The question is simple: *could this observed sample statistic have really come from the assumed population?*

If not, there could be some serious repercussions -- chances are our previous set of assumptions about the population this sample came from are wrong! We would need to move to a new set of beliefs about the population.

Otherwise, if it looks like the observed statistic could have feasibly come from the assumed population, then we don't have enough evidence to abandon the assumptions. We can continue operating under those beliefs (for now at least).

\`\`\`{note}

In statistics, these two competing answers to our question give way to the formal definitions of the *null hypothesis* and *alternate hypothesis*:

- The {dterm}`null hypothesis`, denoted $H_0$, is the hypothesis that our assumptions about the population are valid. The null states that the population parameter is truly equal to the assumed value.
    $$H_0: \text{population parameter} = x$$
    Under the belief of this hypothesis, the only reason we managed to observe a sample whose statistic wasn't equal to this parameter value is *wholly do to random chance*.
    
- The {dterm}`alternate hypothesis`, denoted $H_1$, contradicts the null by stating that the true population parameter is *not* equal to the assumed value.
    $$H_1: \text{population parameter} \neq x$$
    or
    $$H_1: \text{population parameter} < x$$
    or
    $$H_1: \text{population parameter} > x$$
    This hypothesis stipulates that there was some reason *other than randomness* that we observed a sample whose statistic wasn't equal to the parameter value -- namely, the population the sample was drawn from doesn't actually have that parameter value.
\`\`\`

But how do we decide whether or not to abandon the null using unwavering, quantitative methods, rather than loose judgements? By harnessing the power of probabilities, of course!

## Simulating our sample

As you know by now, the way we data scientists answer uncertain questions is by answering with a {dterm}`probability`. So, hopefully we can find a way to say "there's an $x\%$ chance the sample statistic could have been generated by sampling from this population."
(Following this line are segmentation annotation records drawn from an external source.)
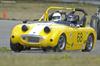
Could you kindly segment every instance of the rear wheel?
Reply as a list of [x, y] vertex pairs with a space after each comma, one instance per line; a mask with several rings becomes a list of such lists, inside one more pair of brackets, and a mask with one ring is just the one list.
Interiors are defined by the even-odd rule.
[[93, 49], [93, 45], [94, 45], [94, 37], [93, 37], [93, 35], [89, 35], [89, 37], [86, 41], [85, 49], [82, 51], [83, 52], [90, 52]]
[[55, 52], [60, 52], [65, 49], [66, 46], [66, 36], [65, 34], [62, 34], [58, 40], [57, 46], [55, 46], [54, 51]]
[[100, 40], [100, 22], [98, 22], [98, 27], [97, 27], [97, 39]]
[[10, 42], [10, 48], [14, 52], [20, 52], [24, 49], [24, 47], [19, 43], [13, 44], [12, 42]]
[[97, 32], [97, 39], [100, 40], [100, 19], [97, 16], [91, 18], [90, 26]]

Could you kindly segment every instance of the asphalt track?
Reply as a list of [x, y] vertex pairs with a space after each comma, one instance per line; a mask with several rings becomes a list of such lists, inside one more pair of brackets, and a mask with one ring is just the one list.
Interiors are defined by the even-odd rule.
[[[22, 23], [22, 21], [15, 21], [15, 20], [0, 20], [0, 47], [7, 47], [9, 48], [9, 38], [11, 34], [11, 30], [14, 27], [14, 25]], [[31, 50], [31, 51], [25, 51], [26, 53], [41, 53], [41, 51], [38, 50]], [[73, 52], [73, 51], [72, 51]], [[79, 52], [79, 51], [77, 51]], [[24, 52], [22, 52], [24, 53]], [[93, 55], [100, 55], [100, 40], [97, 40], [96, 47], [93, 49], [90, 54]]]

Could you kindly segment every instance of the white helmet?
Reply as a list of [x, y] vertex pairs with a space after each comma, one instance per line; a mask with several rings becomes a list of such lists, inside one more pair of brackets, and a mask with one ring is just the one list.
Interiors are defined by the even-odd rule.
[[61, 21], [61, 14], [59, 12], [56, 12], [52, 15], [52, 21]]

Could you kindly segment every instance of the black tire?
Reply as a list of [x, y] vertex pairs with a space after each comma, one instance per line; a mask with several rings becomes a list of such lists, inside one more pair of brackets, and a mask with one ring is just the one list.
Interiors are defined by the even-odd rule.
[[62, 34], [58, 40], [57, 46], [54, 47], [55, 52], [61, 52], [66, 47], [66, 36], [65, 34]]
[[10, 48], [14, 52], [21, 52], [24, 49], [24, 47], [19, 43], [13, 44], [11, 41], [10, 41]]
[[94, 45], [94, 36], [91, 34], [87, 38], [85, 49], [83, 49], [82, 51], [90, 52], [93, 49], [93, 45]]
[[98, 18], [96, 16], [92, 16], [90, 21], [90, 26], [94, 28], [97, 32], [97, 24], [98, 24]]
[[97, 39], [100, 40], [100, 19], [95, 15], [92, 16], [90, 26], [97, 32]]

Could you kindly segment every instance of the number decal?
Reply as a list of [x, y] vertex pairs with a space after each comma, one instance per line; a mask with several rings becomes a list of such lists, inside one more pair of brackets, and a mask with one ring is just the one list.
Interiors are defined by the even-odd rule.
[[77, 42], [80, 43], [80, 42], [82, 42], [82, 40], [83, 40], [83, 34], [82, 34], [82, 32], [80, 32], [77, 34]]

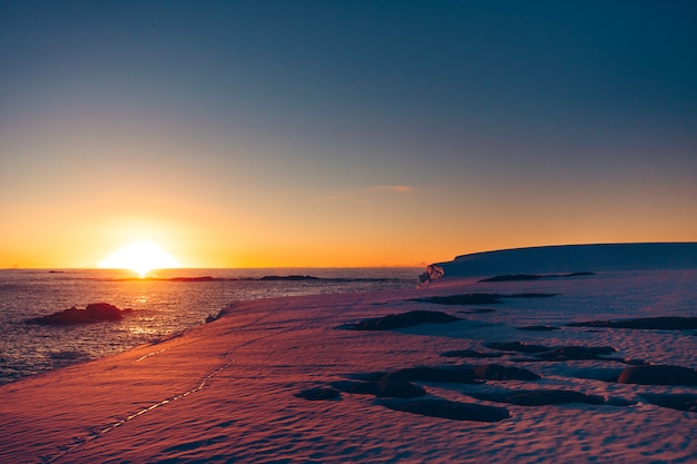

We already know how to do this! We can use our simulation skills to literally just simulate a ton of random samples from the assumed population, then calculate the probability that these samples exhibit statistics like the one we observed.

![We draw a bunch of new samples from the assumed population. Each sample in turn generates a sample statistic.](../images/sample-from-population.png)

- if h1 true, then some of these simulated samples should have randomly produced sample statistics that look like the one we originally observed
    - remember, *do to random chance alone*
- let's take a look by drawing the {dterm}`sampling distribution` of the statistics from these simulated samples

![](../images/simulated-statistics.png)